Davvero un viaggio inconsueto, un viaggio vissuto nell’amore, tra emozioni ed immagini che vanno oltre il vivere, fino a dare un senso alla morte, in cui l’amore viene trasportato in un altro tempo, anzi non ha tempo. Componimento originale ed interessante.
Un fiume in piena... la mente scorre sulle parole, un percorso davvero suggestivo, un viaggio inconsueto in compagnia del poeta fra le galassie dell'amore. Un testo che si legge con lo stupore negli occhi, sapienti i riferimenti mitologici, ma quello che più colpisce è l'emozione che ne deriva, colorata, intensa. Il mio elogio.

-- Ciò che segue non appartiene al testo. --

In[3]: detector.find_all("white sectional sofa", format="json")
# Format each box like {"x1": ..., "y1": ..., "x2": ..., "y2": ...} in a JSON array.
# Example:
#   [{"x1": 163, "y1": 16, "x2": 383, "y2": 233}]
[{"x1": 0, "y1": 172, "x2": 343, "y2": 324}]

Quante cose in questa bella poesia, mitologia, amore, descrizioni precise ed emozioni a non finire. Un lavoro tanto denso quanto bello, da leggere e da ammirare. I miei complimenti al bravo poeta.
Imprigionato. Questa è la sensazione che ho provato dopo la lettura di questa lirica d'amore ...vero. Un amore per il quale anche la morte può avere senso. Un sublimare che va oltre ogni misura e poi in una struttura poetica di grande eleganza dove anche la dolcezza è efficace. Molto piaciuta.
Finalmente, ho sempre pensato che Penelope nell'attesa si fosse stancata di attendere, errare humanum est. E' stato come tuffarsi in un testo di epica, l'autore non smette mai di stupirmi ed emozionarmi.
Un amore che ci porta nella mitologia, dopo anni di aspettative, alla fine Penelope era demoralizzata e con i proci che l'assediavano in continuazione, è stata brava a crescersi il figlio, proteggerlo e tenere a bada questi corvi. Ulisse è arrivato al momento giusto, perché sappiamo che il suo peregrinare è stato voluto dal fato. Anche se ha avuto dei dubbi sulla moglie, è stata colpa della sua mente malata che vedeva e pensava storture che non esistevano. Una grande opera che ho molto gradito. Il mio plauso!